Need for Imphal to reach out to hill based CSOs: 22 years long peace talks

    07-Aug-2019
Keeping a close tab on the ongoing peace talks between the NSCN (IM) and the Government of India. Not taken into confidence but nonetheless the State Government is keeping itself abreast of the latest development as far as the said peace dialogue is concerned. This was Chief Minister N Biren while speaking to the media at the Canchipur office of the BJP on Tuesday and definitely the optimism of the Chief Minister is infectious. Yet at the same time one hopes it does not blow into a sense of over confidence or self complacency given that no one seems to know at what stage the peace talk is and what are the points that have been discussed or are being discussed. Moreover the Framework Agreement signed between the NSCN (IM) and the Centre on August 3, 2015 is still a closely guarded secret with no one knowing what it actually contains. Not a new situation and it has been like this for the last 22 years ever since the ceasefire agreement between the NSCN (IM) and New Delhi was signed on August 1, 1997. More than 22 years now and surely the Framework Agreement of 2015 must have given the needed boost to the ongoing peace parley and while the civil society organisations of Manipur have made their stand known in clear cut terms, other CSOs which stand by the idea of a Greater Lim too have made their stand known to one and all unequivocally. This is where the announcement of the Chief Minister that the State Government is making efforts to let the hill based CSOs and the two member Consultative Committee meet and talk things over appears to be on the right track.

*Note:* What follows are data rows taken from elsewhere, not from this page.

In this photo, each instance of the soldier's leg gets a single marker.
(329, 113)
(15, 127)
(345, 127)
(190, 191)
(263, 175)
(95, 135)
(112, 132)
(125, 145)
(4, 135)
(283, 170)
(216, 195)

The Government may also take one step further and try to initiate a meeting between the CSOs of the valley and the CSOs of the hills where both sides may talk things over and start a confidence building exercise. This is where it becomes important to acknowledge the point that after more than 22 years of negotiation, something has to be given to the NSCN (IM) and perhaps meetings between the CSOs on either side of the Lim divide may help in putting one’s ideas and aspirations to the other better. Better people to people contact, this is what The Sangai Express has been espousing all these years and perhaps this could be a sort of a starting point. Important for all to acknowledge too that the BJP led Government at New Delhi seems to be on a mission and resolving the Naga issue seems to come high on its list of priorities. The fact that the Framework Agreement was signed barely one year after it came to power in its first stint in office in 2015, should prove this. In the second edition of the BJP Government, Articles 370 and 35A have been taken away from Jammu and Kashmir and the State is today bifurcated into two Union Territories, in Jammu and Kashmir and Ladakh. This fact may help guide all concerned to deal with the issue that one is talking about here.